Arbeitssuchender muss Kosten für Rechtsanwalt selbst zahlen

Das Sozialgericht Köln erließ eine Kostenentscheidung und stellte darin fest, dass der Arbeitsuchende seine Anwaltskosten selbst zu tragen habe.

In seinem Beschluss vom 14. März 2018 billigte das Bundesverfassungsgericht dieses Vorgehen. Kostenentscheidungen stünden nach dem Sozialgerichtsgesetz im Ermessen des Richters. Das Sozialgericht habe hier aber nicht willkürlich entschieden, dass der Mann seine Anwaltskosten selbst zahlen soll.

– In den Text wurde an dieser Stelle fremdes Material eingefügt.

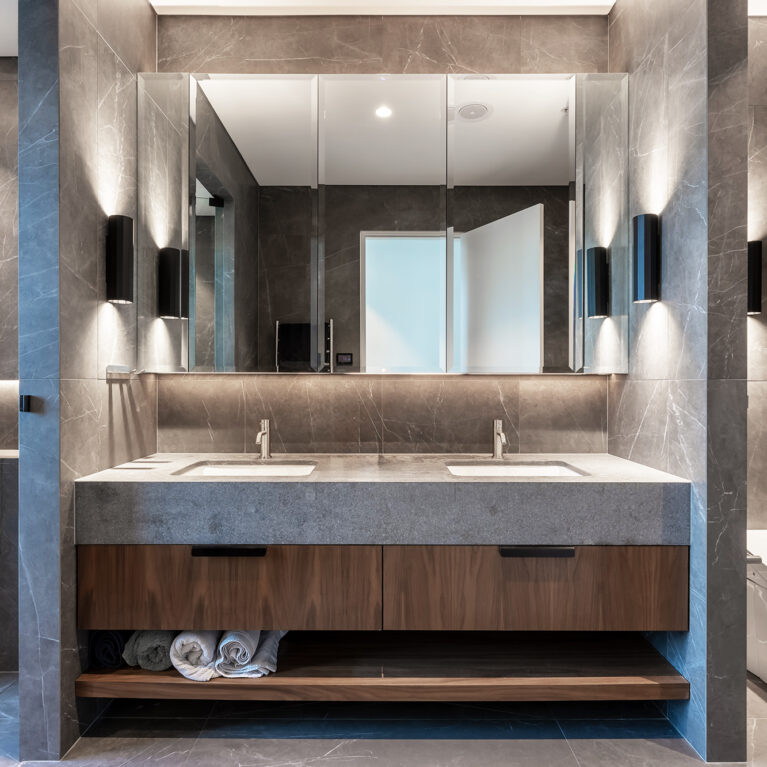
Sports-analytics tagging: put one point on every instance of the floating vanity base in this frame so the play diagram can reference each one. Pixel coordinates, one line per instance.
(428, 666)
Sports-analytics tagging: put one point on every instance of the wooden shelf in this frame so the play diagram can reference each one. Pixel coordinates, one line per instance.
(427, 666)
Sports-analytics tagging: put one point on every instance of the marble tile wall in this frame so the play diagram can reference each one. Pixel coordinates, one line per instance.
(381, 414)
(9, 220)
(285, 224)
(370, 44)
(204, 294)
(162, 172)
(604, 119)
(757, 230)
(682, 407)
(77, 105)
(9, 556)
(286, 229)
(222, 170)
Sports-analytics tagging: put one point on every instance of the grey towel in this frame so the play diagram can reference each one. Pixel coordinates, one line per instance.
(149, 649)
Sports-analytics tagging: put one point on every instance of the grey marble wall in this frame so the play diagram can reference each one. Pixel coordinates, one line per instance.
(382, 414)
(757, 230)
(221, 168)
(285, 224)
(163, 213)
(287, 218)
(77, 114)
(603, 125)
(682, 407)
(370, 44)
(205, 293)
(9, 556)
(9, 219)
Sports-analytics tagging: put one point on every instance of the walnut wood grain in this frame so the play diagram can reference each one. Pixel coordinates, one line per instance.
(291, 588)
(601, 588)
(428, 667)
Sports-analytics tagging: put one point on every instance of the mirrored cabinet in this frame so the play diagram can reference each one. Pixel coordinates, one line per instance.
(434, 224)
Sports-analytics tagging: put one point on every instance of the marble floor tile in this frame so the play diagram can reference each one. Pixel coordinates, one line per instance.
(756, 734)
(380, 753)
(9, 739)
(377, 729)
(122, 752)
(9, 702)
(108, 727)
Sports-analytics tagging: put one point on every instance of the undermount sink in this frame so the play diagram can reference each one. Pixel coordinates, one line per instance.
(501, 469)
(268, 468)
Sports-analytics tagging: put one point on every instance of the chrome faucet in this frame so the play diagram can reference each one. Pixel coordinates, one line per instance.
(499, 439)
(264, 439)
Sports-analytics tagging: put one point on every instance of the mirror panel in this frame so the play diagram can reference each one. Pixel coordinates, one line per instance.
(381, 223)
(511, 166)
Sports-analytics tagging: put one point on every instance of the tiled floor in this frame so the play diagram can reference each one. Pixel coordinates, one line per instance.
(200, 734)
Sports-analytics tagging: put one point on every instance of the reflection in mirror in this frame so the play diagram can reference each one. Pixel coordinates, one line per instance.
(382, 190)
(382, 223)
(511, 165)
(256, 152)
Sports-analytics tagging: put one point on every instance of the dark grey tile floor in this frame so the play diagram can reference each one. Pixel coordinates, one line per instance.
(201, 734)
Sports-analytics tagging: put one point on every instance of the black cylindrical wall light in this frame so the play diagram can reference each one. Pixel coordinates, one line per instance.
(755, 277)
(646, 258)
(169, 283)
(119, 266)
(184, 284)
(598, 276)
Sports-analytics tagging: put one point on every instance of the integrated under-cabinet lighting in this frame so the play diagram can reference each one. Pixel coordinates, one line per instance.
(755, 277)
(598, 276)
(119, 266)
(646, 258)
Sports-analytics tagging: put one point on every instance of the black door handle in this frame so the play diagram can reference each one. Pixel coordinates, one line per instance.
(539, 552)
(228, 551)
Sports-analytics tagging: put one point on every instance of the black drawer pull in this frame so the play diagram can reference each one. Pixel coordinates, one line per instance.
(228, 551)
(540, 552)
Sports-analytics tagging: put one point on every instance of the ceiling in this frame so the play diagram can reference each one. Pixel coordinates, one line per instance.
(9, 42)
(273, 122)
(380, 7)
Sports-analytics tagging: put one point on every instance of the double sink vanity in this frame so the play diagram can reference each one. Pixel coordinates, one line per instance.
(532, 569)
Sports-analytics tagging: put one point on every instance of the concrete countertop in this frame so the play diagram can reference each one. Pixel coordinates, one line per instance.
(383, 499)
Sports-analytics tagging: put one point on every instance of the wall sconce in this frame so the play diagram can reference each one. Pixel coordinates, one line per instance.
(646, 258)
(184, 284)
(598, 276)
(755, 277)
(119, 266)
(169, 284)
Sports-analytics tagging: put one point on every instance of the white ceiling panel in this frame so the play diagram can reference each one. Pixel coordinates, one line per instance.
(9, 28)
(380, 7)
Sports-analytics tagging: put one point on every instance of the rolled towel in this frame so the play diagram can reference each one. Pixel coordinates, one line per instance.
(105, 648)
(248, 653)
(193, 654)
(149, 649)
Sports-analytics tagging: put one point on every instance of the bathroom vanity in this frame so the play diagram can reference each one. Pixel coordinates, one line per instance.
(396, 545)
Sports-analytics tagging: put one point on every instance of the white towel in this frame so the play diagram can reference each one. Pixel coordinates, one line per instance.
(193, 654)
(248, 653)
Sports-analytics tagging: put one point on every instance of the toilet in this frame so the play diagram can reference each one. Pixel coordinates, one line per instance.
(756, 585)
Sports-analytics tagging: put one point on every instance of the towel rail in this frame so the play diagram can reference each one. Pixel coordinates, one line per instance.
(539, 552)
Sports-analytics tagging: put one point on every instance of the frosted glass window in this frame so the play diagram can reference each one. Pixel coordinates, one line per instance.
(403, 311)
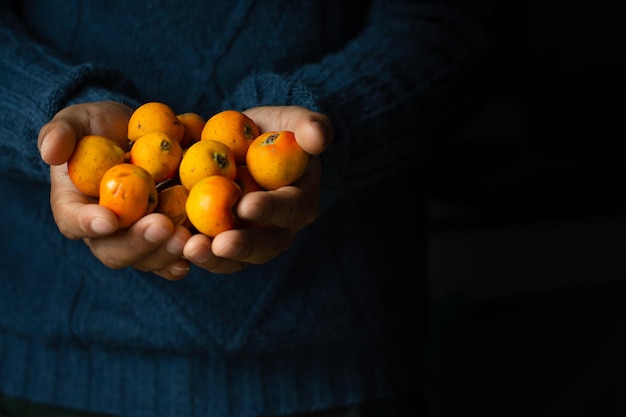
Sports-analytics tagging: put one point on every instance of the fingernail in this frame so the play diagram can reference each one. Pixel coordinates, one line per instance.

Denn ihm wäre es ohne weiteres zumutbar gewesen, vor dem Gang zum Anwalt erst die Arbeitsagentur um eine Terminverlegung zu bitten. Es habe hier auch nahegelegen, dass die Behörde zu einer unverzüglichen Korrektur bereit gewesen wäre.

Drei Fragen an unseren Sozialrechtsexperten

Um das Urteil besser einordnen zu können, haben wir unseren Sozialrechtsexperten Jörg Ungerer, Leiter der Bundesrechtsabteilung des Sozialverbands VdK in Kassel, befragt.

VdK: Herr Ungerer, was bedeutet dieses Urteil für Arbeitsuchende?
Jörg Ungerer: Zunächst ganz allgemein: Die Bundesagentur für Arbeit darf arbeitslose Menschen auffordern, sich bei ihr zu melden, zum Beispiel wegen einer Berufsberatung. Es besteht für Arbeitssuchende eine Meldepflicht. Bislang war aber unklar, ob jemand gegen eine solche Aufforderung der Agentur sofort juristisch vorgehen kann. Das Bundesverfassungsgericht hat das mit diesem Urteil verneint und betont, dass man das Rechtsschutzbedürfnis – wie es in der Fachsprache heißt – erst nutzen kann, wenn man sich vorher an die Agentur gewandt hat.
VdK: Wie sollten sich Arbeitsuchende künftig verhalten, wenn sie einen Termin bei der Arbeitsagentur nicht einhalten können?
Jörg Ungerer: Das Bundesverfassungsgericht hat klargestellt: Arbeitssuchenden, die einen Termin nicht wahrnehmen können, ist es zumutbar, vorab mit der Agentur zu klären, ob sie den Termin verschieben können. Das sollten Arbeitssuchende auch tun, und zwar bevor sie gegen die Aufforderung vorgehen. Die Kosten für den Anwalt bleiben sonst nämlich beim Arbeitssuchenden „hängen“.
VdK: Wie kann der Sozialverband VdK Arbeitsuchenden in Fällen z.B. von Terminverschiebungen helfen?
Jörg Ungerer: Die Rechtsberatung des VdK informiert Arbeitssuchende zum Beispiel darüber, ob sie einer Meldeaufforderung nachkommen müssen. Auch helfen die Berater etwa dabei, einen Schriftsatz zur Begründung für eine Terminverlegung zu erstellen.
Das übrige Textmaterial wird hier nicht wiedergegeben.